A história do D&D básico
Conheça a história por trás dos erros e acertos das diversas edições introdutórias do D&D.
Por: Mantsor | 09/05/2018
Houve uma época em que, para jogar e principalmente para mestrar RPG, era necessário ler um ou mais livros com centenas de páginas e uma infinidade de regras. Isso era comum principalmente antes da Era d20. GURPS, AD&D, Vampiro, Shadowrun e outros sistemas possuíam livros intimidadores para os iniciantes. A editora TSR / Wizards of the Coast (WotC) já havia percebido isso a muito tempo atrás e sempre tentou criar uma versão básica de seus jogos que fosse mais simples, rápida e bastante enxuta para atrair os novos jogadores – nenhum livro passava muito de 30 páginas. Você compra uma caixa que já vem com tudo que é necessário para começar a jogar: um livreto para o mestre, outro para os jogadores, uma aventura pronta com alguns personagens, um mapa e um conjunto de dados.
Os kits introdutórios
Essa receita se consolidou com a segunda edição do AD&D, através do conjunto introdutório First Quest, que foi lançado no Brasil em 1995 pela Editora Abril. Além do kit básico, ele incluía também um CD de áudio com sons e narrativas para acompanhar a aventura introdutória, miniaturas plásticas e fichas ilustrativas. Esses acessórios eram bastante inovadores na época, mas acabaram sendo abandonados nas edições seguintes. A principal limitação de regras que caracterizou essa edição e as seguintes era que os personagens só podiam chegar até o 3º nível – como resultado isso sempre reduziu bastante as tabelas de progressão, listas de magias, listas de itens mágicos e listas de monstros.
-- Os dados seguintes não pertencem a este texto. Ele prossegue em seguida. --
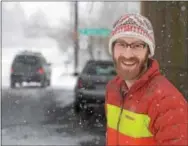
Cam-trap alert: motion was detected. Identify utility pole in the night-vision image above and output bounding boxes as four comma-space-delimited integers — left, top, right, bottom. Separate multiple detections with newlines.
74, 1, 79, 75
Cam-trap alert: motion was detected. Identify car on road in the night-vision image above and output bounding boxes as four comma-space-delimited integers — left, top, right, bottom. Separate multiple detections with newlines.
74, 60, 116, 114
10, 51, 51, 88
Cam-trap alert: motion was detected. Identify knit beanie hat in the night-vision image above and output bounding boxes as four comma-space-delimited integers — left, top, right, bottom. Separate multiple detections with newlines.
109, 13, 155, 57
Em 1999 a WotC (ainda sob o selo TSR), provavelmente com o objetivo de preencher uma “lacuna” de falta de novos produtos, decide lançar o “Dungeons and Dragons Adventure Game”, que seguia a receita tradicional de simplificação. Ele era composto por 3 aventuras, para personagens prontos de níveis 2, 3 e 4, com a possibilidade de evolução até o 5º nível. A grande limitação é que ele não possuía regras para os jogadores criarem seus próprios personagens. Foi um dos últimos produtos lançado para o AD&D.
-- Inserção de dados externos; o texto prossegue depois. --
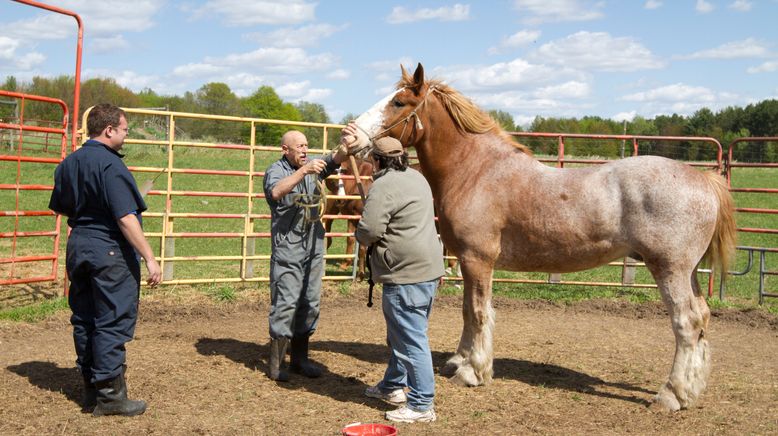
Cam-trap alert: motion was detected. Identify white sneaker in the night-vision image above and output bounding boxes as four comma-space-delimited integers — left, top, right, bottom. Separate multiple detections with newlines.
386, 406, 437, 422
365, 385, 407, 404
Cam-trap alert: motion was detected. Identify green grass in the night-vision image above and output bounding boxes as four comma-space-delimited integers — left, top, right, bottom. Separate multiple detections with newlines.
0, 129, 778, 314
0, 297, 68, 322
208, 284, 238, 303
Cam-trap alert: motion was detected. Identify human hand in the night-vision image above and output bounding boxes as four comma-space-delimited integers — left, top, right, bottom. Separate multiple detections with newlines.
303, 159, 327, 174
146, 258, 162, 288
338, 121, 368, 159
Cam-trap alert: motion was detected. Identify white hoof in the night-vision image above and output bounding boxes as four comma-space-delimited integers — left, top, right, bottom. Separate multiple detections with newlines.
440, 354, 465, 377
450, 365, 482, 387
650, 385, 681, 412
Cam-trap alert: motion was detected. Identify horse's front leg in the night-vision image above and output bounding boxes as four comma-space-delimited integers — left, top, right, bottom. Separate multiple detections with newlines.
440, 256, 494, 386
653, 264, 711, 411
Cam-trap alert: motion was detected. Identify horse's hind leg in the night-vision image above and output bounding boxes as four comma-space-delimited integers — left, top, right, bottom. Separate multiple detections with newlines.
440, 257, 494, 386
653, 268, 711, 411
Em 2000, na terceira edição do D&D, tivemos o retorno do conjunto introdutório “D&D Adventure Game”. Ainda que tivesse regras mais detalhadas para a criação de personagens, eles estavam restritos ao 3º nível, como no First Quest. Ele também procurava se aproximar mais de um jogo de tabuleiro, limitado a exploração de masmorras, como o jogo HeroQuest (lançado aqui pela Estrela). Com o lançamento da edição 3.5, em 2004, surgiu também um novo “jogo de tabuleiro”, ainda mais simplificado (permitia os personagens atingirem somente o 2º nível), chamado “Dungeons and Dragons Basic Game”. Ainda que tenha sofrido uma revisão em 2006, nenhum desses jogos chegou a fazer muito sucesso e tampouco foram lançados no Brasil.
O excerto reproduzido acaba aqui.